Max Weber le propone al sociólogo construir, como Holmes, su objeto de estudio, y luego cribar lo esencial de lo accidental (¿el procurador es más masón que procurador?, ¿su vida se parece más a la de un asmático que a la de un solterón?), y luego verificar patrones conductuales. Hecha la labor, se procede a establecer leyes, a explicarlas, a comprobarlas en la historia y a cuestionar, con Kant, los límites de nuestros razonamientos. Holmes, como los Padres de la Iglesia, no pensaba en substancias, en personas, pero sí en situaciones, en tramas, en urdimbres, como buen literato (sólo Shakespeare elude tal virtud sin dejar de ser virtuoso).
El sociólogo, como Holmes, no deberá pensar en los intercambios comerciales (A le da a B), pero sí en sus causas, tanto ideológicas como económicas (la idea X provocó que Z hiciera, usando la coerción intelectual y material, que A “pensara” que debía darle algo “concreto” a B). ¿Por qué un manufacturero le regala una Biblia al presidente de la empresa?, podríamos preguntar. O mejor todavía, podríamos cuestionar así: ¿qué significa regalar una Biblia?, ¿qué significa regalarla delante de todo el sindicato?, ¿qué regalarla envuelta en una caja? Una Biblia concentra y representa ciertos valores, y tales valores pueden ser los deseados por el mentado sindicato.
Un presidente empresarial que conoce a sus súbditos y que entiende que los tales son pequeñoburgueses o proletarios acomodados, sabe qué valores promueven los tales, sabe que al recibir la Biblia se verá obligado a emitir un discurso bíblico, que será grabado y usado en su contra después.

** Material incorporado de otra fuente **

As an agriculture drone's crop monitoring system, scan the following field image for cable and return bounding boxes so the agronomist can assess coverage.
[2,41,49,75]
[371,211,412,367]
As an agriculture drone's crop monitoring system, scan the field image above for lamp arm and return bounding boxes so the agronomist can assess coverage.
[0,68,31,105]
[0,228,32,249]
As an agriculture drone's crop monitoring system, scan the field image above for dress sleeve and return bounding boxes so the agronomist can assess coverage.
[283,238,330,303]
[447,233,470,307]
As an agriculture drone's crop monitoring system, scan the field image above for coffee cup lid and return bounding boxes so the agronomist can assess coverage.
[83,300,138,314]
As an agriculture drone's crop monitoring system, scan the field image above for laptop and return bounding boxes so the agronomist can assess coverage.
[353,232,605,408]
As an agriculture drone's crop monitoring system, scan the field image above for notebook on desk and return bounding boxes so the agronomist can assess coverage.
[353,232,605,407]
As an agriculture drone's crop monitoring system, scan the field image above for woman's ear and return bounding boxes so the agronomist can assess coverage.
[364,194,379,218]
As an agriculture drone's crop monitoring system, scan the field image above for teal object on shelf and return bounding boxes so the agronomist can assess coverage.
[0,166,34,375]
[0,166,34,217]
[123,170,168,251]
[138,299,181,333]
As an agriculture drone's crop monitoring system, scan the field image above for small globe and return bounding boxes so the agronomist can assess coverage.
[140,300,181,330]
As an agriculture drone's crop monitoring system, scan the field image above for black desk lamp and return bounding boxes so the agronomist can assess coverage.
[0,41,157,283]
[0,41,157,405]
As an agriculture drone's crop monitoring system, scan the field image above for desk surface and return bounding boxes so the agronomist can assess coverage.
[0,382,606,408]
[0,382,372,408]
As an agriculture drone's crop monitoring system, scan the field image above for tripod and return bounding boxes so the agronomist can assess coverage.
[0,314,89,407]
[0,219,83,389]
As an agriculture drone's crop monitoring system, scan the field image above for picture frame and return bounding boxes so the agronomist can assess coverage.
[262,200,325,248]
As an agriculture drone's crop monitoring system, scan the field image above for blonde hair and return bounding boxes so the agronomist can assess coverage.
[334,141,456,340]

Cabe preguntar: ¿por qué interesarnos en el intercambio bíblico y no en el mero discurso del presidente? El detective Holmes afirmaría que así debe hacerse porque siguiendo con rigor una cadena de hechos podemos llegar hasta la causa original, que jamás será material, pero sí mental (los abogados le llaman “móvil”).
Toda sociedad tiene sus motivos, y hay que buscarlos en la historia. El hombre moderno con cabeza medieval cree en múltiples santos. ¿Por qué? Porque los canónigos medievales, afanando alejar a su Dios de las cosas materiales, multiplicaron los ángeles, los héroes, los mártires, la eleática burocracia divina (para llegar a Dios primero hay que hablar con el santo C, pero antes con B, pero antes con A). Los lectores de Jodorowsky y de Paulo Coelho, truhanes y sofistas (uso el novísimo significado de la palabra), confían en la metempsícosis, en la reminiscencia, en la reencarnación, creen en ello porque la mística moderna tiene sus raíces en la emanación mística neopitagórica, plotiniana y porfiriana (¿no creía Empédocles que había sido un pez y una mariposa y un hombre?).
Weber, pregunta: “¿cuál es el efecto `singular´ que la acción de esas leyes produce sobre una constelación `singular´, debido a que son esas constelaciones singulares las que, en nuestra opinión, tienen `importancia´?”. ¿Cómo puede el sociólogo explicar el efecto que las ideas diacrónicas ejercen sobre las sincrónicas actividades de una sociedad? ¿Por qué la gente de Rouan, ciudad y museo, no pierde sus tradiciones tan velozmente como las pierden otras ciudades similares? Hay que escamotear, de una vez por todas, la idea que tenemos sobre la “cultura”. “El concepto de cultura es un `concepto de valor´”, dice Weber. No hay culturas esenciales, no hay una esencia humana en cada pueblo causante de edificios, música o literatura (`soul´, `folk´): hay configuraciones, hay circunstancias que tal vez hagan incomparable a toda sociedad.